En outre, il semble que les groupes criminels privilégient davantage les postes frontaliers des provinces de l'Ouest pour importer cette drogue dure. En effet, le nombre de saisies effectuées à bord de véhicules dans la région du Pacifique a plus que doublé depuis 2001.

«Près de 500 kilos de cocaïne ont été saisis en 2008 à bord de camions commerciaux au seul poste frontalier de Pacific Highway, au sud de Vancouver. Au cours des 11 derniers jours de l'année 2008, deux expéditions de drogue, de 121 kilos et de 97 kilos respectivement, ont été découvertes dans des camions se rendant au Canada. Dans le second cas, les drogues avaient été dissimulées dans un chargement de bananes transportées de la Californie à Vancouver», peut-on lire dans les documents de l'ASFC.

Au cours des derniers mois, plusieurs fusillades ont éclaté au centre-ville de Vancouver, qui seraient le résultat de la bataille entre différents groupes criminels pour le contrôle du trafic de la drogue. Ces fusillades ont fait une douzaine de morts depuis le mois de janvier seulement.

Le ministre de la Sécurité publique, Peter Van Loan, a affirmé en fin de semaine qu'il ne fait aucun doute que cette flambée de violence dans les rues de Vancouver était reliée au problème du trafic de la drogue qui sévit depuis plusieurs années.
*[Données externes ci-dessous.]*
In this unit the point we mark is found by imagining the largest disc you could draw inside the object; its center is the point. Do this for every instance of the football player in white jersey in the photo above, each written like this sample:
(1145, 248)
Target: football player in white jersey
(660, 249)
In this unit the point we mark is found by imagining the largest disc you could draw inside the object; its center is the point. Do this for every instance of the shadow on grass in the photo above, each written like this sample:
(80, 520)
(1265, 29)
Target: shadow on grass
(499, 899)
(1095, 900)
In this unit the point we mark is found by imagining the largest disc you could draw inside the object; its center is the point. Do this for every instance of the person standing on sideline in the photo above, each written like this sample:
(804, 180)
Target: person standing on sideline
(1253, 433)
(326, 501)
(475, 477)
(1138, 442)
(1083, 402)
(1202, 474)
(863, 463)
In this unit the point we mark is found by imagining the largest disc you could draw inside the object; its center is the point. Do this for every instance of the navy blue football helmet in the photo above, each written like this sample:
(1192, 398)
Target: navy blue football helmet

Selon Michel Juneau-Katsuya, ancien cadre au Service canadien de renseignements et de sécurité (SCRS) et expert en matière de sécurité, il semble que les groupes criminels aient décidé d'utiliser d'autres moyens de transport que les avions, à la suite des attentats du 11 septembre, pour importer illégalement et en grande quantité de la cocaïne.

«Il y a diverses raisons qui pourraient expliquer pourquoi les contrebandiers ont changé leur méthode. La principale est probablement le resserrement de la sécurité aux aéroports. Il y a plus de vérification sur les personnes qui ont accès à ces endroits même s'il reste encore de gros trous dans la sécurité aéroportuaire», a affirmé M. Juneau-Katsuya.

Il a souligné que, depuis le 11 septembre, il y aussi a plus de marchandises qui sont transportées par voie terrestre en raison des contrôles dans les aéroports.

«Cela offre donc des occasions supplémentaires pour les groupes criminels. En fin de compte, c'est une question de volume. Il faut toujours voir les membres du crime organisé comme des entrepreneurs du crime. Ce sont avant tout des entrepreneurs et ils vont examiner leurs meilleures options pour maximiser leurs gains.»

Faiblesse des moyens pour combattre le fléau

Toutefois, M. Juneau-Katsuya a rappelé que les statistiques de la GRC démontrent que les forces de l'ordre n'arrivent à saisir que seulement 5% à 10% de la drogue illégale qui entre au pays à nos frontières. «Cela démontre deux choses : la force du marché et la faiblesse de nos moyens à combattre ce fléau. Dans cette perspective, le gouvernement devrait cesser d'utiliser nos douaniers comme des percepteurs de taxes et les employer plutôt pour sécuriser nos frontières», a commenté l'expert en sécurité.

Le critique du NPD en matière de sécurité, Jack Harris, a fait écho aux propos de M. Juneau-Katsuya en affirmant que le gouvernement canadien doit augmenter les effectifs à la frontière. «Il est clair que lorsqu'on augmente la sécurité aux aéroports, les gens vont essayer de trouver d'autres moyens de transporter leurs produits. Il faut mieux outiller nos douaniers à la frontière», a dit M. Harris.

Le sénateur libéral Colin Kenny, qui préside le comité de la sécurité nationale au Sénat qui a produit plusieurs rapports inquiétants sur la sécurité à nos frontières, affirme que les aéroports sont toujours aussi utilisés par les criminels pour importer de la drogue, mais en plus petite quantité. «Il est plus facile d'importer une importante quantité de drogue dans un camion que dans un avion. (...) Mais mon expérience me dit que les cargaisons vont là où la frontière est plus vulnérable», a dit le sénateur.